The purpose of this issue is to show the importance of intersectionality for international studies. It can be a useful tool to understand for example gender-based persecution, racist securitization policies, and much more. Intersectionality can be used as a method, theoretical framework or empirical case. For this issue, we welcome submissions who consider intersectionality at any point of the research.
We encourage current master students and graduates of the Department of Politics and Society at Aalborg University to submit articles or essays. This is an excellent opportunity to publish your research and contribute to the aim of making students visible in the larger academic debates.
About the Journal
The Interdisciplinary Journal of International Studies (IJIS) is an academic space where students critically engage with theories and issue areas in the social sciences and humanities in an interdisciplinary perspective. Every Issue invites contributions on topical themes (including, but not restricted to, development, globalization, international relations, political economy, regional integration, refugeehood, migration, culture, and history). It welcomes theoretical, methodological, conceptual, or empirical papers.
The IJIS is an independent student-driven and faculty-refereed academic journal based at Aalborg University, Denmark. It was established in 2002 on the initiative of the Study Board of Master Programmes in Development & International Relations (DIR) and European Studies (ES). Presently, the journal is supported by the Study Board for International Affairs under the Department of Politics and Society.
The deadline for submission of abstracts to the current issue is the 10th of February 2021 and is to be submitted by mail to Ariadni Zormpa firstname.lastname@example.org or/and Rieke Schröder email@example.com.
Abstracts must be a maximum of 300 words including keywords, authors and department affiliation.
The full submission of the articles or essays is expected on the 24th of March 2021. Submissions to the IJIS are subject to a peer-review process to ensure that papers for publications have original or sufficient contribution to scholarship. Each submitted manuscript is evaluated on the following basis:
- the originality and relevance of its contribution to the field
- the soundness of its theory and methodology given the topic
- the coherence of its analysis
- its ability to communicate to readers (grammar and style)

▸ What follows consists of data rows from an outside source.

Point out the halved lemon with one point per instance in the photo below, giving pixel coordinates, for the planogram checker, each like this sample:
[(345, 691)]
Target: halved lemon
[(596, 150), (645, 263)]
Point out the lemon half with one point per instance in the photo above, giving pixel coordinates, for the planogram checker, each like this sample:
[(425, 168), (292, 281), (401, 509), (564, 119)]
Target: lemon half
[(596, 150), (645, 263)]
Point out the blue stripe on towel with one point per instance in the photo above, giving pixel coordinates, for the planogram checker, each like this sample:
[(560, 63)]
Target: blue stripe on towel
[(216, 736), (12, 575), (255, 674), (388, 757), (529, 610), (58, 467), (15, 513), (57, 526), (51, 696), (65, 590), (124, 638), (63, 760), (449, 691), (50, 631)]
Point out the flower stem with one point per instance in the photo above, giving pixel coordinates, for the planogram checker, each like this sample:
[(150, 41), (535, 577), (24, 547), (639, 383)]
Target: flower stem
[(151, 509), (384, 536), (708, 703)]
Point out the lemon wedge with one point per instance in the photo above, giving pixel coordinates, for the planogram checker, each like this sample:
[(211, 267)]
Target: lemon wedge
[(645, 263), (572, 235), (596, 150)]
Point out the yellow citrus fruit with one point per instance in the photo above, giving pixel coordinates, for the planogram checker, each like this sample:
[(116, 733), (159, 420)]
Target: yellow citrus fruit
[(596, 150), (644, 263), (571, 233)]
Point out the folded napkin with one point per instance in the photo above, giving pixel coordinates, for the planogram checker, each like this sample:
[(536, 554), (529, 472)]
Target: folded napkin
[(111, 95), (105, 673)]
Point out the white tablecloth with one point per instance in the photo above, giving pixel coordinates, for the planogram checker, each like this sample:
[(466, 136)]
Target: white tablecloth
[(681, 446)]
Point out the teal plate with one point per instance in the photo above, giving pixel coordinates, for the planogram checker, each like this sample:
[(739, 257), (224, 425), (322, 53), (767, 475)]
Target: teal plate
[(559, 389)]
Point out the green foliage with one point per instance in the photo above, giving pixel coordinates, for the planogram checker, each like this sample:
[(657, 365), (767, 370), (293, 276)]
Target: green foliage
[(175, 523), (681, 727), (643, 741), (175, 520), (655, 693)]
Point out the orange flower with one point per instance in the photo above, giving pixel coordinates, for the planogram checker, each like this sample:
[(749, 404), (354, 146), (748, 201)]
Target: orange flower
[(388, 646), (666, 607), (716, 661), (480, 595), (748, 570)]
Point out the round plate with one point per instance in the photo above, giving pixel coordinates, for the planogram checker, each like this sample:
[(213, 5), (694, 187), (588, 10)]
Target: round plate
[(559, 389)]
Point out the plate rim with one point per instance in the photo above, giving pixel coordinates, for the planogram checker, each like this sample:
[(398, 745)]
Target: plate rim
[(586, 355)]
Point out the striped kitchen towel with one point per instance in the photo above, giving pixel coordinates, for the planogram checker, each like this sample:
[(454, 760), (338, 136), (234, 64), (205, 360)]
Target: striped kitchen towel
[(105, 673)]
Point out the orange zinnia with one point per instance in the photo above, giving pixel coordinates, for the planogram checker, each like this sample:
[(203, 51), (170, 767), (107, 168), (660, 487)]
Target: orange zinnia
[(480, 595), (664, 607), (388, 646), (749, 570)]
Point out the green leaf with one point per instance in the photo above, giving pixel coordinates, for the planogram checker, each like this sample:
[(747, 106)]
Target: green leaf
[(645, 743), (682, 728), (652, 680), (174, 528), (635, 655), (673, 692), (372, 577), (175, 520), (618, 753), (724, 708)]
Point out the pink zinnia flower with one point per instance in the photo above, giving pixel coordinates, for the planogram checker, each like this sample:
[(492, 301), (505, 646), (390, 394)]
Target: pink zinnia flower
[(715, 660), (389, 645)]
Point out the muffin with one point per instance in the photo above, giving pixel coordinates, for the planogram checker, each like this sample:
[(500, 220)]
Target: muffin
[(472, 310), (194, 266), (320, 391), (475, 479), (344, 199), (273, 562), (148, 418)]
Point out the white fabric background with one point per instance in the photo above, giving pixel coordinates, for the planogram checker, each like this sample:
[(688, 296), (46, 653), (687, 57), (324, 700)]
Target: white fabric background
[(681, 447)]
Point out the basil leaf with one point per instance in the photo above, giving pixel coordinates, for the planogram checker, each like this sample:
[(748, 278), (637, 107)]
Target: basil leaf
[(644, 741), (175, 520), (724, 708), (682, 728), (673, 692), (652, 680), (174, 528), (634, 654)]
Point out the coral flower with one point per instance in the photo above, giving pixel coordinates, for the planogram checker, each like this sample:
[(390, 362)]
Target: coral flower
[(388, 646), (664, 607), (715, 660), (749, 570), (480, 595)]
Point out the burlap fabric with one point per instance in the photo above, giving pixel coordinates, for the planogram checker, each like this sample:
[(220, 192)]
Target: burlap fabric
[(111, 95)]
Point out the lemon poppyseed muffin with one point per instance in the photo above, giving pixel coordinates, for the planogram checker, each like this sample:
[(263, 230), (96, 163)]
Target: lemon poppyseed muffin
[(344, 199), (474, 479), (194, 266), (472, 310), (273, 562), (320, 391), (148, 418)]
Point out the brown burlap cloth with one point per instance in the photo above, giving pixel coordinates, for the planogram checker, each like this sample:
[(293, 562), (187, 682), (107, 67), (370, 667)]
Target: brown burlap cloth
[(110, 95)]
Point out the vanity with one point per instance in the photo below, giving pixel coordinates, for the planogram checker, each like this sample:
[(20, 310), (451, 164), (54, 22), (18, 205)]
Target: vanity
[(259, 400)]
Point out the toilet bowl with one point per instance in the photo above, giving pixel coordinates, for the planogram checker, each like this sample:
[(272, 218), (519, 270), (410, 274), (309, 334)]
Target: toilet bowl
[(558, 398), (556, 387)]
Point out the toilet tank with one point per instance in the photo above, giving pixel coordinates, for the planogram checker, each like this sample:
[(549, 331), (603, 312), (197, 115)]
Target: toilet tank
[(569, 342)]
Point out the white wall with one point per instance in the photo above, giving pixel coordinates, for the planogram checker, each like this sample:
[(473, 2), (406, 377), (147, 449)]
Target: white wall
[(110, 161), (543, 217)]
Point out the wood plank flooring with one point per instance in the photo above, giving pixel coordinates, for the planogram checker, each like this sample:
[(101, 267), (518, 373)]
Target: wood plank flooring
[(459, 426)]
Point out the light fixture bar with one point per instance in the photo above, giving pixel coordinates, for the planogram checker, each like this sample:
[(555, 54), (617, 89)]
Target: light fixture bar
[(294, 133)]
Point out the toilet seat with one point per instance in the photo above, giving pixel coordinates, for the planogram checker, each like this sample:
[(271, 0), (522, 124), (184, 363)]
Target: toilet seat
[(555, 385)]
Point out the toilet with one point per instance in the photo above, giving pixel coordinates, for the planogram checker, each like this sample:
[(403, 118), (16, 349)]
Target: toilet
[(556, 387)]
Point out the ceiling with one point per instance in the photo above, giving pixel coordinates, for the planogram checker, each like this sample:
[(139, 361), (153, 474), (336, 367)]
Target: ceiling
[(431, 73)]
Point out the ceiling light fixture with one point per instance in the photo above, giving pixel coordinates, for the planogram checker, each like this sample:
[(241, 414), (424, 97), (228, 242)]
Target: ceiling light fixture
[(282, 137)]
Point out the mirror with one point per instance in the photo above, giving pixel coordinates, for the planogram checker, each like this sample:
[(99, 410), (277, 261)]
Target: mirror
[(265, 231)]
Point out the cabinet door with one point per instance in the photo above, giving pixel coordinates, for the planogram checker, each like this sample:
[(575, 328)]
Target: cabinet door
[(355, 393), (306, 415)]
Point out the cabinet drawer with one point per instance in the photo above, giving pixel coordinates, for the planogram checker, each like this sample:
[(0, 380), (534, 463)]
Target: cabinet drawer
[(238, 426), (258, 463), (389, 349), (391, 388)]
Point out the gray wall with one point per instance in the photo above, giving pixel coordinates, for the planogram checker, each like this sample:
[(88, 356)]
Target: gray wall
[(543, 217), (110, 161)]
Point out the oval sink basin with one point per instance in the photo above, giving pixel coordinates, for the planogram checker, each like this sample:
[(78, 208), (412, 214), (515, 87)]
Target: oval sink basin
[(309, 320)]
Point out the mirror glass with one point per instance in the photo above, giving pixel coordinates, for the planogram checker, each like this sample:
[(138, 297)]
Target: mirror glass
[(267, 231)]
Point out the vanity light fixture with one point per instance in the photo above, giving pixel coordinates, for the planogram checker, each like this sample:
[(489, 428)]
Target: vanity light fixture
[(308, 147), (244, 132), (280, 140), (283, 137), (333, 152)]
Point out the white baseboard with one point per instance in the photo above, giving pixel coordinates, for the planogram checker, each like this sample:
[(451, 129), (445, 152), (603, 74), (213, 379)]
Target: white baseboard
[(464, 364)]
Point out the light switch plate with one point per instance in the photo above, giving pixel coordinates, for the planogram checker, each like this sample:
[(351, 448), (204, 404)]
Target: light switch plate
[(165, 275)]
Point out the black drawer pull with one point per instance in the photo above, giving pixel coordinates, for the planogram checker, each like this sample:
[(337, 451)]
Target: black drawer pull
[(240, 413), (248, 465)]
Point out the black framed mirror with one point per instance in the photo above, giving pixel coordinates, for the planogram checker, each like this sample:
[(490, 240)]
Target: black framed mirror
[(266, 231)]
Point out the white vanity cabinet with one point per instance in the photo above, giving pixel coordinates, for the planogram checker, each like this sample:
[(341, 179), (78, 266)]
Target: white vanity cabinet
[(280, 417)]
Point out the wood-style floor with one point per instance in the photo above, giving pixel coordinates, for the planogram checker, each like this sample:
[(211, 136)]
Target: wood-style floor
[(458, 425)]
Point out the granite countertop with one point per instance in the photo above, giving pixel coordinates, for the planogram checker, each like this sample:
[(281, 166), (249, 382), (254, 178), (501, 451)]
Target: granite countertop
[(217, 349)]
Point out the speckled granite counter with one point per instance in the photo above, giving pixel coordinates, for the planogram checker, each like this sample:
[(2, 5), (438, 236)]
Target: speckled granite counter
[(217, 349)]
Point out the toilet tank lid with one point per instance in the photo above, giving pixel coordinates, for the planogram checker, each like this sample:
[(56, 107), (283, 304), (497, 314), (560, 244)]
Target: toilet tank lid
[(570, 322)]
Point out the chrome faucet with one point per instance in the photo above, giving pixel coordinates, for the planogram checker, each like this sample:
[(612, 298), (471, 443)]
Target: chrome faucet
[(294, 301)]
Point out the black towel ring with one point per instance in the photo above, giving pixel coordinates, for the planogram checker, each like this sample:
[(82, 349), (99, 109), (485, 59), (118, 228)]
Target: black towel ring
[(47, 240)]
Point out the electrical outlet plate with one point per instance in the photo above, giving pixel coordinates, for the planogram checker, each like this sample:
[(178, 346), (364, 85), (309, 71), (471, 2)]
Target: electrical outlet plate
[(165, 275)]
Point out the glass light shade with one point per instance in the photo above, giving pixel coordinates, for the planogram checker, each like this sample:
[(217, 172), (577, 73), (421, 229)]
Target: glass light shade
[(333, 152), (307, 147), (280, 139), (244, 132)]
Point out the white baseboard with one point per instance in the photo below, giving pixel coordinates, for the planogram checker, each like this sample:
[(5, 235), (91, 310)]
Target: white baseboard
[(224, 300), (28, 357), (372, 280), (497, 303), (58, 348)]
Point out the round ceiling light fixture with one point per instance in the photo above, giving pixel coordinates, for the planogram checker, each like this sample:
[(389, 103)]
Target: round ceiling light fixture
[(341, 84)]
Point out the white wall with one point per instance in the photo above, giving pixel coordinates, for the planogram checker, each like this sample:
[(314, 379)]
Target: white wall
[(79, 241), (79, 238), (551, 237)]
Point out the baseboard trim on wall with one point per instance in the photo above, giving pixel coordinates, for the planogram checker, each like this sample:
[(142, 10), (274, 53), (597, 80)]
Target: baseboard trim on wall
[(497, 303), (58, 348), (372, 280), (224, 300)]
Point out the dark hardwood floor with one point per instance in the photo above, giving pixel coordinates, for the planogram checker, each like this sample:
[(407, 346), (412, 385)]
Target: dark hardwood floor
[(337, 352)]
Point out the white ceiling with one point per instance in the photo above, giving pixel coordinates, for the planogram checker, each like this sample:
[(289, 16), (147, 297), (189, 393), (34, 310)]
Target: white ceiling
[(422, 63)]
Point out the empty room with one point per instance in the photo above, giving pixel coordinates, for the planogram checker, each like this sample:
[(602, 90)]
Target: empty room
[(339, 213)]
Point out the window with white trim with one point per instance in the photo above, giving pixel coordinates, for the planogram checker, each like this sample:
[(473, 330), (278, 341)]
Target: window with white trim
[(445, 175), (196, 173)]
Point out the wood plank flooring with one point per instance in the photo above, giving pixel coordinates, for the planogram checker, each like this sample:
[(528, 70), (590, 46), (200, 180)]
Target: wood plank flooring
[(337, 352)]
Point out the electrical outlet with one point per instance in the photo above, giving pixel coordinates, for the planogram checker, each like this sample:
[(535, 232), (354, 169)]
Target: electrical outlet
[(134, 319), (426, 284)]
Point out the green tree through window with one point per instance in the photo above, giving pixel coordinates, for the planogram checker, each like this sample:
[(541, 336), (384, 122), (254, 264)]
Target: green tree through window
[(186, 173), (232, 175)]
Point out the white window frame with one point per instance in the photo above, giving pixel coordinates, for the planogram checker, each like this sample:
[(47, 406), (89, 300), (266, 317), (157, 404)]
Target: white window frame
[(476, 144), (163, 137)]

We expect to publish the next Issue of IJIS by June 2021.
We also strongly encourage students to submit reviews of relevant literature, e.g. of books, articles, journals, or other academically relevant knowledge production (podcasts, magazines, social media communities etc.) that you believe should come to the attention of other students. The reviews will not be subjected to the standard peer-review process, and all reviews will be published in the online edition.
Submit a maximum of 500 words, clear reference, theme, authors and department affiliation.
We look forward to receiving many great contributions to this ‘Intersectionality’ edition and hope you will engage in this student initiative.
For more information, visit our online journal at https://journals.aau.dk/index.php/ijis/index or contact the principal journal editors Rieke Schröder firstname.lastname@example.org or Ariadni Zormpa email@example.com .
Atewologun, D. (2018) “Intersectionality Theory and Practice.” Oxford Research Encyclopedia, Business and Management. Oxford: Oxford University Press. 1-20.
Crenshaw, K. W. (1991) “Mapping the Margins: Intersectionality, Identity Politics, and Violence Against Women of Color,” Stanford Law Review, 42(6): 1241-1299.
Davis, K. (2008) “Intersectionality as buzzword: A sociology of science perspective of what makes a feminist theory successful,” Feminist Theory, 9(1): 67-85.
Davis, K. E. (2014) “Intersectionality as critical methodology,” In: N. Lykke (Ed.), Writing Academic Texts Differently: Intersectional Feminist Methodologies and the Playful Art of Writing. Routledge: New York. 17-29.